Die arento ag verfolgt seit vielen Jahren ein Ziel: Die Inhaber Franz Schnider und Matthias Sauter bauen Häuser, die mehr Energie erzeugen, als die Bewohner verbrauchen. Dafür setzen sie auf große Photovoltaikanlagen, die sie mit einer Wärmepumpe und einem Stromspeicher kombinieren. Vor etwa sechs Jahren ist ein zweites Anliegen dazu gekommen: Die Gebäude sollen nicht nur eine Plusenergiebilanz über das Jahr erreichen, sie sollen auch im Winter real einen großen Teil des Energiebedarfs mit Solarstrom decken. So sind Schnider und sein Team auf die Solarfassade gekommen. Seit Dezember 2021 ist das dritte Gebäude bezugsfertig, bei dem sie mit Photovoltaik an den Fassaden gearbeitet haben: der „StadtparkPLUS“. Ein Energiespeichersystem von E3/DC trägt dazu bei, dass im Winter etwa 50 Prozent des Strombedarfs für Wärme, Strom und ein Elektroauto solar gedeckt werden können.
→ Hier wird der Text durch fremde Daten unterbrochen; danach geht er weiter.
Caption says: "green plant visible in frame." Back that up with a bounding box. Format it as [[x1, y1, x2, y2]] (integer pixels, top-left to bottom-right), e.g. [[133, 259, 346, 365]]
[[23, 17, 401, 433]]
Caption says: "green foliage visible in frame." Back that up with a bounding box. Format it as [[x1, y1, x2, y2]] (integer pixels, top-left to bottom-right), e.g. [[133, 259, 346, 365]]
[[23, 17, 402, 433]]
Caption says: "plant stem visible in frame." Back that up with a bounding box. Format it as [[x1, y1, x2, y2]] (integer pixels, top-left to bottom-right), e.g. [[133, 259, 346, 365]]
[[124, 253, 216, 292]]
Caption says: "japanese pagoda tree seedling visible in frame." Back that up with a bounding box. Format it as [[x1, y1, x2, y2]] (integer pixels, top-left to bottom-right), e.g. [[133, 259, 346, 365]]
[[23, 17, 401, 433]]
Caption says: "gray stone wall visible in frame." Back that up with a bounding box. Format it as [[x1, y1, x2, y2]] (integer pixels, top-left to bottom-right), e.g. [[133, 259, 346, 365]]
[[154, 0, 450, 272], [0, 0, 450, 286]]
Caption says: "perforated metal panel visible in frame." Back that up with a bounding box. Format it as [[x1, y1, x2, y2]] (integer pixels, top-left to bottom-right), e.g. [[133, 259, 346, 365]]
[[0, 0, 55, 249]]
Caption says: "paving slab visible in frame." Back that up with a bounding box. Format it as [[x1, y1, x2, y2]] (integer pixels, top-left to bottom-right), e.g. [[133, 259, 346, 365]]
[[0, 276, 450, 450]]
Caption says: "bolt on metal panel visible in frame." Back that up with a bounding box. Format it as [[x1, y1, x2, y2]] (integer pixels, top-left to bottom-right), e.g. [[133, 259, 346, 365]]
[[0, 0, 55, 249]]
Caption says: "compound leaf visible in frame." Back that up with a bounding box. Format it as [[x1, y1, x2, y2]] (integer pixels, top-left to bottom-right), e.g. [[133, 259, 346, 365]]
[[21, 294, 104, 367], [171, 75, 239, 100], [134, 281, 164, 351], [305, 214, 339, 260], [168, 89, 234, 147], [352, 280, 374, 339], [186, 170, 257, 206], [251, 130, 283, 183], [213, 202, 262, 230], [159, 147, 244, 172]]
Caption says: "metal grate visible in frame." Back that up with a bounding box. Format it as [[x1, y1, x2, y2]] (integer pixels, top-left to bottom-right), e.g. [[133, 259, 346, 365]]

Rund 20 Plusenergiehäuser hat arento bisher geplant und errichtet. Davon haben zwei Gebäude große Photovoltaikflächen an der Fassade. Ein weiteres Projekt war ein 13-stöckiges Hochhaus aus dem Jahr 1968. Arento hat dieses 40 Meter hohe Gebäude saniert und an den Süd-, Ost- und Westfassaden Solarstrommodule installieren lassen. Zur gleichen Zeit baute arento in Wetzikon den „SonnenparkPLUS“, ein vierstöckiges Mehrfamilienhaus mit Solarmodulen an den Balkonbrüstungen und auf dem Flachdach. Es ist seit 2018 bewohnt. Seit kurzem ist nun auch das jüngste Bauvorhaben, der StadtparkPLUS, ein Mehrfamilienhaus mit vier Eigentumswohnungen, abgeschlossen.
Materialmix mit Holzbalkonen und Solarfassade
In Wetzikon, einer Stadt mit rund 25.000 Einwohnern im Kanton Zürich, fällt der StadtparkPLUS schon optisch aus dem Rahmen. Die Häuser in der Umgebung haben weiße, gemauerte Fassaden, dazu ein Satteldach mit braunen oder rötlichen Ziegeln. Bei manchen wurde nachträglich eine PV-Anlage auf dem Dach montiert. Das neue Mehrfamilienhaus dagegen hat eine graue, gläserne Fassade, die sich erst bei näherem Hinsehen als Photovoltaikanlage entpuppt. Daneben befinden sich große Balkone aus Lärchenholz.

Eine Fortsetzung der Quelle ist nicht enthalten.